Feuerstein called the funding critical for “the nuts and bolts of fixing stuff that can go wrong in a building that’s been used for over 25 years,” including replacing office supplies and upgrading donated computers. “The cost of insurance goes up every year, but the contracts don’t go up to deal with that cost of insurance,” he said. “So, do we take a risk and say, ‘we want our deductible to be bigger’ and hope and pray nothing goes wrong?”
Ben Thomases, the executive director of Queens Community House, a 40-year-old nonprofit that runs afterschool programs, delivers meals to older adults and provides other services, said it was a challenge to maintain the quality of services with reimbursements that fail to keep pace with rising costs. QCH, which employs more than 300 people and serves 20,000 people each year, is 90 percent government funded, he said.
He noted difficulties affording market-rate space in central Queens to provide English classes for adult immigrants “even though we have money to pay staff to deliver those classes, and there’s a great need in the Corona community, but we can’t afford to rent the space.” Additional OTPS funding could help cover such costs.
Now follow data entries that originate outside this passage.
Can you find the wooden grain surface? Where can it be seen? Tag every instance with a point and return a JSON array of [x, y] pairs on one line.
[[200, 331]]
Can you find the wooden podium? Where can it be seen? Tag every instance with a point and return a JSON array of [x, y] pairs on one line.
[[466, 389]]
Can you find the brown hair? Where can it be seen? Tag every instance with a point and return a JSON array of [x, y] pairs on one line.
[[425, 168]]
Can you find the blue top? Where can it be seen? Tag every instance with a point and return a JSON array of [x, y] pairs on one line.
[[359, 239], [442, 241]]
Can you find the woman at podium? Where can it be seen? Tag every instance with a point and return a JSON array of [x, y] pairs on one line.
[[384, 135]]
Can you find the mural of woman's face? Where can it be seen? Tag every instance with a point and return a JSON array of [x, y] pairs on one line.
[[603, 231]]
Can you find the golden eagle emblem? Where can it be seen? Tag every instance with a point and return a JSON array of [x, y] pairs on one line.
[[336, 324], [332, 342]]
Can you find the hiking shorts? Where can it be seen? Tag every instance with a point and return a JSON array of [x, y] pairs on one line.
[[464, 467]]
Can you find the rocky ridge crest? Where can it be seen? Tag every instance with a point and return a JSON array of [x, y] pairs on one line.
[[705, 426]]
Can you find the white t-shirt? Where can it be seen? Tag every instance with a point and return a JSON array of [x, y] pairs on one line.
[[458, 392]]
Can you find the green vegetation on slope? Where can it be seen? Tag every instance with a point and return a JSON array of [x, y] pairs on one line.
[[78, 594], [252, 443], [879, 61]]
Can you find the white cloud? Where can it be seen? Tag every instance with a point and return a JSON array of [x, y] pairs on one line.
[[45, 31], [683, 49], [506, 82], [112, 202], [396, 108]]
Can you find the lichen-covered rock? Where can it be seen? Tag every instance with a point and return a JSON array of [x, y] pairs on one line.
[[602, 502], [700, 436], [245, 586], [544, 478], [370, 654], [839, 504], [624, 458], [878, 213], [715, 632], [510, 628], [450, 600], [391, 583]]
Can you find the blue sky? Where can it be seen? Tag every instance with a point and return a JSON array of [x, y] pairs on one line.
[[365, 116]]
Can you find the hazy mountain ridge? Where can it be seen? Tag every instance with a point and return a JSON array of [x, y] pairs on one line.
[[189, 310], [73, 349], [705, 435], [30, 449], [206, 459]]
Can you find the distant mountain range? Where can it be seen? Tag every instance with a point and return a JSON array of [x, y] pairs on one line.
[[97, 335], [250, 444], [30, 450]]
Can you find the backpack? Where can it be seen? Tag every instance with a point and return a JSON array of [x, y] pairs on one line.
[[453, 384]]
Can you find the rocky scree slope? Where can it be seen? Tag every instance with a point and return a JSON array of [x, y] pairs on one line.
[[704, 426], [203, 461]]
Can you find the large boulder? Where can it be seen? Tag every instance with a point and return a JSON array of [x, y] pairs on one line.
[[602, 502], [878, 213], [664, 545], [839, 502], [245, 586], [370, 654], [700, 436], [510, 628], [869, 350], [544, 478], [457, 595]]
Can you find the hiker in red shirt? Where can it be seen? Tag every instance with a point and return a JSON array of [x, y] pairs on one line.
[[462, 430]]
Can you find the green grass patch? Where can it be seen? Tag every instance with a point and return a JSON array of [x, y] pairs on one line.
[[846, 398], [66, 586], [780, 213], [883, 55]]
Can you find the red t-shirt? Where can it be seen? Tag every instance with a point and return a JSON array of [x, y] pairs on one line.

HSC Executive Director Allison Sesso said she was “very disappointed” in the lack of OTPS funding, particularly since it would have been evenly distributed across the nonprofit community, affecting an estimated 3,700 contracts.
“We’ve clearly demonstrated … there’s more and more evidence that the nonprofit human services sector is in financial distress,” she said. “And this was a real opportunity for them to start moving in the direction of fixing that problem, and they didn’t take it.”
Sesso was undeterred, saying the advocates would keep pushing for the increase in the mayor’s budget modification, which is typically released in November.
“We’re going to keep making noise about this,” she said. “We have an obligation to our communities to keep pushing on this and to ensure that the nonprofits are equipped to do the job that they’re contracted to do.”